Most likely you won’t need to.
To get a quick side project out the door you can deploy straight to Vercel/Netlify without zero additional configuration.
If your website is static you can use the static adapter to generate a fully static site (similar to next.js export functionality).
If you’re ready to go to prod and want a server-full environment use the node adapater.
There are even existing adapters for alt runtimes like deno and Bun. I have not tried these.
All in all, the deployment story was better than expected. Thumbs up 👍.
Gotchas
- Only one
<slot />
, no named slots for layouts. This is very unfortunate, since it breaks existing Svelte (not SvelteKit) behavior. Not a huge issue, but enough little things like this and you end up fighting the framework.
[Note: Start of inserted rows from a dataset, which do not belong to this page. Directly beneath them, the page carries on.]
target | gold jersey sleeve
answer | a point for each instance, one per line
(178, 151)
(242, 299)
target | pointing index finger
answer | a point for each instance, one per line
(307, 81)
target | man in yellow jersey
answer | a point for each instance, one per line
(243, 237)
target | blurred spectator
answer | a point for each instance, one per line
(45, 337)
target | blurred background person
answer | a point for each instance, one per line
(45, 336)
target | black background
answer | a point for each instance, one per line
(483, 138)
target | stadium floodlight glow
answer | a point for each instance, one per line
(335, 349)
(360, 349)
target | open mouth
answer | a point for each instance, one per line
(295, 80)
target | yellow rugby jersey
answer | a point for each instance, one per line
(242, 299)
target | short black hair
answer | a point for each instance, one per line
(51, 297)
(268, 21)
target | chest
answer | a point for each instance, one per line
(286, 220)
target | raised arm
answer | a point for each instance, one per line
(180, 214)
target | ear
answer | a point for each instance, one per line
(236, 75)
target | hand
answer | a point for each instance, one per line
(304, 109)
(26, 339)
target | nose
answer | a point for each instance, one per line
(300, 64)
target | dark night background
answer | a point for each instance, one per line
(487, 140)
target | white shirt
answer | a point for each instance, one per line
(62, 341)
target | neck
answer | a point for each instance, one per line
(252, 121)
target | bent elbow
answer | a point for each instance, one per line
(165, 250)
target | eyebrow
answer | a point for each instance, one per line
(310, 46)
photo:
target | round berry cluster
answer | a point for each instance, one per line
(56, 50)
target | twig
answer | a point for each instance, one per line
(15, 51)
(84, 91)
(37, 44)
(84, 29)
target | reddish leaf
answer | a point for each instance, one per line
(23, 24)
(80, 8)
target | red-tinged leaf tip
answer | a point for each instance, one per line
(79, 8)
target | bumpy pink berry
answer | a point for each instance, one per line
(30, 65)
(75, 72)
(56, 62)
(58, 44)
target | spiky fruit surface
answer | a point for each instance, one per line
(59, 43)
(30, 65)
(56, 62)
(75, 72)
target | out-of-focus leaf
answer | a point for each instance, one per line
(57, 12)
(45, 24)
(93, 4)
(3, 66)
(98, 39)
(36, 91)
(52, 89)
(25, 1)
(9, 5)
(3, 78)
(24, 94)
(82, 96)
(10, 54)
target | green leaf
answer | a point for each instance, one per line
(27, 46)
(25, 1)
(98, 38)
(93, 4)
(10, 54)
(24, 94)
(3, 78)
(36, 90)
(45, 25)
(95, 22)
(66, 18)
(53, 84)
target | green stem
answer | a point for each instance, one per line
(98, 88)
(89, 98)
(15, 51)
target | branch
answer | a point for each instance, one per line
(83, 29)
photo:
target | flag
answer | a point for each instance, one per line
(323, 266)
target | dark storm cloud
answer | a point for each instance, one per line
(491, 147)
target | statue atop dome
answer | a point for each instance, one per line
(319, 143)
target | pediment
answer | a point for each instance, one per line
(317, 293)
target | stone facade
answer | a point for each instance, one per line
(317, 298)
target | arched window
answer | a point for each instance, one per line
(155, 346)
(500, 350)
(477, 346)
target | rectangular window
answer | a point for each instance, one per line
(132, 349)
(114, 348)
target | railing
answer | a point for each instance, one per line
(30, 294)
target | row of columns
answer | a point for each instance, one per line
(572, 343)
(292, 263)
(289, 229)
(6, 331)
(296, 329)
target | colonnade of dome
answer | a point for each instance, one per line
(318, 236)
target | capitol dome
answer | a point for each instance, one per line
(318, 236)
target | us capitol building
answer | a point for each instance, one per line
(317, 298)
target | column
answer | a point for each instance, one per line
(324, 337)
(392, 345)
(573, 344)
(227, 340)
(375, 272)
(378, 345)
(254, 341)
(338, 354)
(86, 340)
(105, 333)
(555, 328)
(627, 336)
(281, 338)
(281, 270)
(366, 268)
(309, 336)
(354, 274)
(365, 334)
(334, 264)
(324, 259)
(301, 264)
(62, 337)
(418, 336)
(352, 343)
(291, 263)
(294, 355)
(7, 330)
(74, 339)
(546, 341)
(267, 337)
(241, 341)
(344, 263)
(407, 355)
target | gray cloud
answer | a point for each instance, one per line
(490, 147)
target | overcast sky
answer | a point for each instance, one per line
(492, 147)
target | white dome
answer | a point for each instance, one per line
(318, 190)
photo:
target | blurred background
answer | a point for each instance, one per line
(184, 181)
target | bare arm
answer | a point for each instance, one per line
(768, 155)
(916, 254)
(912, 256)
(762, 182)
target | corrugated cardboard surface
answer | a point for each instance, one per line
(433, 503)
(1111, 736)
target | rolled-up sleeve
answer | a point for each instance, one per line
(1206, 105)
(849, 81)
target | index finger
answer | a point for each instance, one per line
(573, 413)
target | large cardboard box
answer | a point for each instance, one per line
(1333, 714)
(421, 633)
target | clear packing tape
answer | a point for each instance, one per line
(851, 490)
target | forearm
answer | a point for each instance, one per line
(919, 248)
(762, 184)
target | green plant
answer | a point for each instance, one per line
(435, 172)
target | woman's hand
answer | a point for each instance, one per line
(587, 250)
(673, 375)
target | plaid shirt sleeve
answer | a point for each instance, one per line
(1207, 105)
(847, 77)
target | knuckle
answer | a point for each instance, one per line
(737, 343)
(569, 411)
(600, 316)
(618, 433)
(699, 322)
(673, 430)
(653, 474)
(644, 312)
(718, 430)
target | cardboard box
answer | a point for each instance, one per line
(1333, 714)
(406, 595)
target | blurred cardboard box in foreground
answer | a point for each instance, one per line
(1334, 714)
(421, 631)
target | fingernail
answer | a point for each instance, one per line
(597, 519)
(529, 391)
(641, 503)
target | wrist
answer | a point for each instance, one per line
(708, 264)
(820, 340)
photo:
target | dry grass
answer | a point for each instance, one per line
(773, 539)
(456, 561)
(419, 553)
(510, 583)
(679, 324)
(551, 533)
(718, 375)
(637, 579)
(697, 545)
- I could not get a docker build working on
node:18-alpine
. I’m still not sure why, but you will likely have to settle fornode:18-slim
to get your deployment to build. My final docker image was about 500mb, which is (hilariously) fine by node.js standards. (Whenever I deploy anything, I miss Go)
Projects
The projects I’ve built with SvelteKit so far:
- ChineseExamples.com
- Frontend + Node.js backend
- Full server-side rendering, minimal AJAX
- Basically an “old school” website—A server process hits a database and spits out fully-rendered HTML.
A website for finding example sentences in Chinese. Useful for advanced Chinese language learners.
- Prompta
- Fully static
- Web app + desktop app via Tauri
- A single-page web app (SPA)
A UI for interacting with ChatGPT. There are a ton of these out there. Mine’s (subjectively) better.
Conclusion
I’ve quite liked developing with SvelteKit and I recommend it. It certainly felt more appealing than developing with Next.js, although Next recently (as of this writing) introduced routing features with layouts, similar to SvelteKit, which will likely improve the experience.
Svelte itself is a great library for rapid prototyping and iteration. I have complaints about it, which i’ve left out of this essay, but all things considered I enjoy using it.